If you’re interested in the full 60 Minutes segment in which Lesley Stahl interviews former Mossad agents about Hezbollah’s exploding beepers, you can see that on Cellcom TV. 60 Minutes runs regularly in Israel on Cellcom.
IT’S ALWAYS nice to see Ben Stiller playing a frazzled everyman, but I found myself wishing that Nutcrackers, his new holiday movie on Disney+, was a little better. It was directed by David Gordon Green, the ultimate hipster director known for the stoner comedy Pineapple Express, as well as the TV series, Vice Principals and Red Oaks, and it seemed like the two of them were born to work together.
But Nutcrackers is a by-the-numbers story, too carefully designed to be cute and endearing. Stiller plays Michael, a workaholic executive from Chicago called away from finishing a big real estate deal to care for his four adorable nephews in rural Ohio who have been left orphaned after his sister and brother-in-law were killed in a car crash. A foster family was supposed to adopt them, but that fell through and you can set your watch by various plot twists that end up convincing Michael to make room in his heart for them.
The boys are played by real brothers and they look like the boy band, Hanson, plus one. Linda Cardellini of Freaks and Geeks is the beautiful, loving social worker who convinces Michael he can’t ignore these rascals. If you would like to see Stiller in something a little edgier, Disney+ also has Wes Anderson’s The Royal Tenenbaums, in which he plays a tense, widowed dad in a family of wonderful eccentrics that also stars Gene Hackman, the Wilson brothers (Luke and Owen), Gwyneth Paltrow, and Anjelica Huston.

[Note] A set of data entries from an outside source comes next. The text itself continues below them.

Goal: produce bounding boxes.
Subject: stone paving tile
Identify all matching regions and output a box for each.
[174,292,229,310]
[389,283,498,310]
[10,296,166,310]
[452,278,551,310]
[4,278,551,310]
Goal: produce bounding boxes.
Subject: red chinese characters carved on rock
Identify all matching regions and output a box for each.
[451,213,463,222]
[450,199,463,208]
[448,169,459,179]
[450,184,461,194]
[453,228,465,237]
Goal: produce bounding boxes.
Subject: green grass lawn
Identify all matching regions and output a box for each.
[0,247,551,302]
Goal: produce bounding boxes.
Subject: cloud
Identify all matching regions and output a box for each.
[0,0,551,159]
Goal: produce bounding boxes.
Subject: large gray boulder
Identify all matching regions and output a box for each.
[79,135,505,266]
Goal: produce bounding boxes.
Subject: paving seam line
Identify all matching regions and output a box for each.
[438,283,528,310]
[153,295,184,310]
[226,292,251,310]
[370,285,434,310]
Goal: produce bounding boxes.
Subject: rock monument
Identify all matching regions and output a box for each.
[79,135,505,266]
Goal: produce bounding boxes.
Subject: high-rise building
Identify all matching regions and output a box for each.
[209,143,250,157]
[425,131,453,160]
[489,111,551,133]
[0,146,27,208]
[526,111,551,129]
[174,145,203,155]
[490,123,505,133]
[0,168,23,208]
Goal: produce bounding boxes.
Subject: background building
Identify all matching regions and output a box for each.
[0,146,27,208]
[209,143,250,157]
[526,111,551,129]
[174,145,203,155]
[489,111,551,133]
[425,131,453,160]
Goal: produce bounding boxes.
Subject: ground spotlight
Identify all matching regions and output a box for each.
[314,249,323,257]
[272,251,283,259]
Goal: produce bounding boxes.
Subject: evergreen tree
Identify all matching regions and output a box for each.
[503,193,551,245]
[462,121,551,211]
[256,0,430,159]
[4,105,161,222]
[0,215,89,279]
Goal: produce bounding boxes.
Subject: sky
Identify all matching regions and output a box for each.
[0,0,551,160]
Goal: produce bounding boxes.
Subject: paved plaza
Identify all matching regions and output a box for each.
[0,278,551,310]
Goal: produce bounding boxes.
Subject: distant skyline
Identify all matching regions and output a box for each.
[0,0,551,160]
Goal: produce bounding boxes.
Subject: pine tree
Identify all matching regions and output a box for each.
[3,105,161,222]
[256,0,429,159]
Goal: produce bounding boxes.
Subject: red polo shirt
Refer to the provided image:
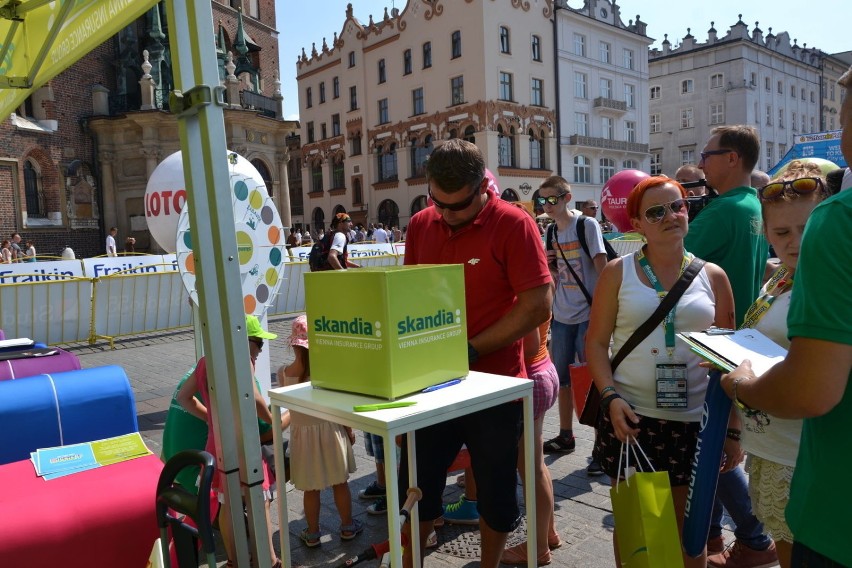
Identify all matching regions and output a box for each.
[405,192,551,377]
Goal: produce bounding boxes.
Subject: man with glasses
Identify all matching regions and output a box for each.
[684,125,777,568]
[399,139,551,568]
[538,176,607,475]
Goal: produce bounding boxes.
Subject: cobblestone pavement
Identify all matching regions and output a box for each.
[63,317,744,568]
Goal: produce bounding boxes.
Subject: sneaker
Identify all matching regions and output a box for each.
[707,535,725,556]
[707,540,778,568]
[367,497,388,515]
[358,481,386,499]
[586,460,604,477]
[443,495,479,525]
[543,436,577,454]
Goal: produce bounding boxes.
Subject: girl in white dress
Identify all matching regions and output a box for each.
[278,316,364,548]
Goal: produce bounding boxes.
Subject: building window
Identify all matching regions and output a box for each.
[624,49,633,69]
[410,134,432,177]
[462,126,476,144]
[497,125,515,168]
[402,49,411,75]
[574,112,589,136]
[680,107,694,128]
[21,160,46,220]
[450,75,464,105]
[529,128,544,170]
[600,78,612,99]
[530,35,541,61]
[499,71,515,101]
[349,132,361,156]
[530,79,544,106]
[624,85,636,108]
[650,150,663,176]
[650,112,660,134]
[411,87,426,115]
[600,41,612,63]
[599,158,615,183]
[331,158,346,188]
[311,163,322,193]
[710,103,725,124]
[710,73,725,89]
[500,26,512,53]
[379,98,390,124]
[574,71,589,99]
[574,34,586,57]
[624,120,636,142]
[376,143,397,181]
[450,30,461,59]
[601,116,615,140]
[574,156,592,183]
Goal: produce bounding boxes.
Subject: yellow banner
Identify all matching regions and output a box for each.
[0,0,157,120]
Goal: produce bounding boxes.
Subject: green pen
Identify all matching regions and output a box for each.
[352,400,417,412]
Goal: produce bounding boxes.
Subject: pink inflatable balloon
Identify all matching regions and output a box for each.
[601,170,650,233]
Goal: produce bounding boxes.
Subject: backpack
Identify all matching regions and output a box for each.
[547,215,618,262]
[308,231,347,272]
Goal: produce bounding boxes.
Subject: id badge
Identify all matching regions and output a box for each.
[656,363,687,408]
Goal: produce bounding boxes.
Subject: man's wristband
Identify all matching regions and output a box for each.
[467,342,479,365]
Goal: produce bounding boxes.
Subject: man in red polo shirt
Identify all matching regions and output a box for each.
[400,139,551,568]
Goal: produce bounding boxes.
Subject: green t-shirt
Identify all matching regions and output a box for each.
[162,366,271,493]
[684,186,769,327]
[786,190,852,566]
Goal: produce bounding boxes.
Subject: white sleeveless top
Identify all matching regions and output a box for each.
[612,253,716,422]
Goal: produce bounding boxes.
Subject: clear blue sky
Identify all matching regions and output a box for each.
[276,0,852,119]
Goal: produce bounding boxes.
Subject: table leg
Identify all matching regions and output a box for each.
[271,402,292,568]
[523,389,546,568]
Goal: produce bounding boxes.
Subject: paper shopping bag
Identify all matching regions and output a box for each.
[609,471,683,568]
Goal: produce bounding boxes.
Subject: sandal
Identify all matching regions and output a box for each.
[500,542,553,566]
[542,436,576,454]
[299,527,322,548]
[340,519,364,540]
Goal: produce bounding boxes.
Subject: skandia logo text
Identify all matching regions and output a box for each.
[314,316,373,336]
[396,310,461,335]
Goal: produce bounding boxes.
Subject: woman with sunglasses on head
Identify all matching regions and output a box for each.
[586,176,739,568]
[716,160,828,568]
[177,315,283,568]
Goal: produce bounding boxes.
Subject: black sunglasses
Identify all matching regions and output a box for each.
[535,193,568,205]
[426,182,482,211]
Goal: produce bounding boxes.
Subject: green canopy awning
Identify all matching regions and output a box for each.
[0,0,157,119]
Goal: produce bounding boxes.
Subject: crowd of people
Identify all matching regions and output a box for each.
[155,70,852,568]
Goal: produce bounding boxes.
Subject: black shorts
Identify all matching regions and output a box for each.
[592,412,701,487]
[399,402,522,533]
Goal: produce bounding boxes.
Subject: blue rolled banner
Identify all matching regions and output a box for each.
[683,371,731,558]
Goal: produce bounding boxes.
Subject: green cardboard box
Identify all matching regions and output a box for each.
[305,264,468,400]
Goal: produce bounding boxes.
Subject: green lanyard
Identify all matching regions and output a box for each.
[740,265,793,329]
[636,247,692,357]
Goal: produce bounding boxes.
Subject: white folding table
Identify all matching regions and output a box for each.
[269,371,536,568]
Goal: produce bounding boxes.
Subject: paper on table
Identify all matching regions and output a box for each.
[678,328,787,376]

Israeli TV excelling in other genres, too
THE NEW black comedy, Laid, which just started running on Hot VOD, Next TV, Yes VOD, and Sting+, is an odd mixture of a saga of a 30-something woman, Ruby (Stephanie Hsu), who has never been able to get it together in the relationship department, which quickly becomes a horror film when it turns out all her exes are dying, one by one.
At first, it just seems like a sad twist of fate when her first college boyfriend is killed in an accident, but when the bodies keep piling up, she realizes it’s not them, it’s her. Her best friend is played by Zosia Mamet, who is best known as Shoshanna in Girls and who happens to be David Mamet’s daughter. The horror angle was just getting started at the end of the first episode, which was released to the press, so it’s hard to judge how well it will work as it goes on.